Macmillan: “I think it is just an idea that it might help the Russians to accept.”
(Curiously, the State Department and Avalon Project records offer a different wording of the exchange.)
There was to be an ever-increasing volume of transatlantic letters and cables in the year that remained of the Kennedy-Macmillan partnership. The President did not greatly care for the prospect of a Castro-type government in British Guiana, which was moving toward independence, and frequently said as much to the prime minister. No other single foreign-policy issue occupied as much executive time in mid-1963 as the fate of this impoverished one-time sugar colony on the northern tip of Latin America. “Dear friend,” Macmillan wrote Kennedy on June 15,
The misunderstanding you are under [on British Guiana] is that you appear to think that, after resuming direct government we could proceed quickly to a referendum on political representation and new elections . . .
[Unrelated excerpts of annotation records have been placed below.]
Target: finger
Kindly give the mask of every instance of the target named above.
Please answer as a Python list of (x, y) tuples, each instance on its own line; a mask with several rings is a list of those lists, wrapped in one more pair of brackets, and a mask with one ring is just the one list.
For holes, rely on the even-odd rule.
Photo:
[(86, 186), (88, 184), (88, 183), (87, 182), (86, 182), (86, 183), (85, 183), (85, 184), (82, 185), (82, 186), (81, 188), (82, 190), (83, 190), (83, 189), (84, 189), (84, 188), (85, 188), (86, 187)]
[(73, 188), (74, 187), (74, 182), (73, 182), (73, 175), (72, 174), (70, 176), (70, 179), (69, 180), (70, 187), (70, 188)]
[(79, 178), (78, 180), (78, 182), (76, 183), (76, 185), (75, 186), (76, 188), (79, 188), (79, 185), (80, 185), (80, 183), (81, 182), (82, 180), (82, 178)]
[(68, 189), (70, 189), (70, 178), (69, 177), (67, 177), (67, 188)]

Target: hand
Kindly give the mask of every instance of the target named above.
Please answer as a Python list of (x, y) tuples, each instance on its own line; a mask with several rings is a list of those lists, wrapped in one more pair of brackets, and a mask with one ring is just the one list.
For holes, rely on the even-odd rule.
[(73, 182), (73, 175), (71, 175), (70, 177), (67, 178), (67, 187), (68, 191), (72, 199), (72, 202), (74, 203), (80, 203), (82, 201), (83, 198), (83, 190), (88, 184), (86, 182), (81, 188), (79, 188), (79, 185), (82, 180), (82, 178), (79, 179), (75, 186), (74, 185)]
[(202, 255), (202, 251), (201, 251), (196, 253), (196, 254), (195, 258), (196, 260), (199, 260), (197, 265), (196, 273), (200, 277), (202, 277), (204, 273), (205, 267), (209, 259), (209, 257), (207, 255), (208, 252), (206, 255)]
In another “Dear friend” cable on July 18, clutching hard at the remnants of his bonhomie, Macmillan wrote, “We have come to the unalterable conclusion that the right thing to do is to impose a system of proportional representation without a referendum, and then to hold elections.” These returned one Cheddi Jagan, whose anticommunist credentials did not impress Kennedy or his advisors. Ruminating on the need for “security” on the South American mainland, the President told Macmillan and his Colonial Secretary Iain Macleod that he hoped Britain would not withdraw too swiftly from her obligations in the area. “Do I understand,” Macmillan replied, “that you wish us to decolonize as fast as possible all over the world except on your doorstep?”
In the case of Indonesia, there was a reversal of the normal Allied roles. Macmillan confided that he wanted the rabble-rousing President Achmed Sukarno “out of the picture,” while Kennedy thought “a meeting . . . or territorial summit of some kind” would suffice. A January 1963 visit to London by Sukarno to plead his case was not judged a success. “He was regarded here as a bombastic joke, a jungle Hitler, whose greed for political power is as insatiable as his private appetites,” the U.S. ambassador cabled back. “The impression he created generally was that he was a strutting, arrogant brothel crawler . . . ” For once, British anxieties perhaps better suited the needs of the situation than American restraint. Sukarno went on to take an increasingly strident anti-Western line, while welcoming in Soviet military “advisors.” He was eventually overthrown by a coup in 1967, and died shortly afterward, either of kidney failure or, as Macmillan speculated, “some form of black arts” on the part of the CIA.
In July 1963, the Allies concluded a nuclear test-ban treaty with the Soviet Union. “One can only live once,” Macmillan had reminded Kennedy during the negotiations. Neither of the principals in the Special Relationship was able to take the next step in the process, which Macmillan saw as a comprehensive nonaggression pact with the Soviets. The PM resigned on grounds of ill health in October 1963, the victim of a misdiagnosed problem that the doctors had told him might be fatal. Just five weeks later, the crack of an assassin’s rifle echoed round the world.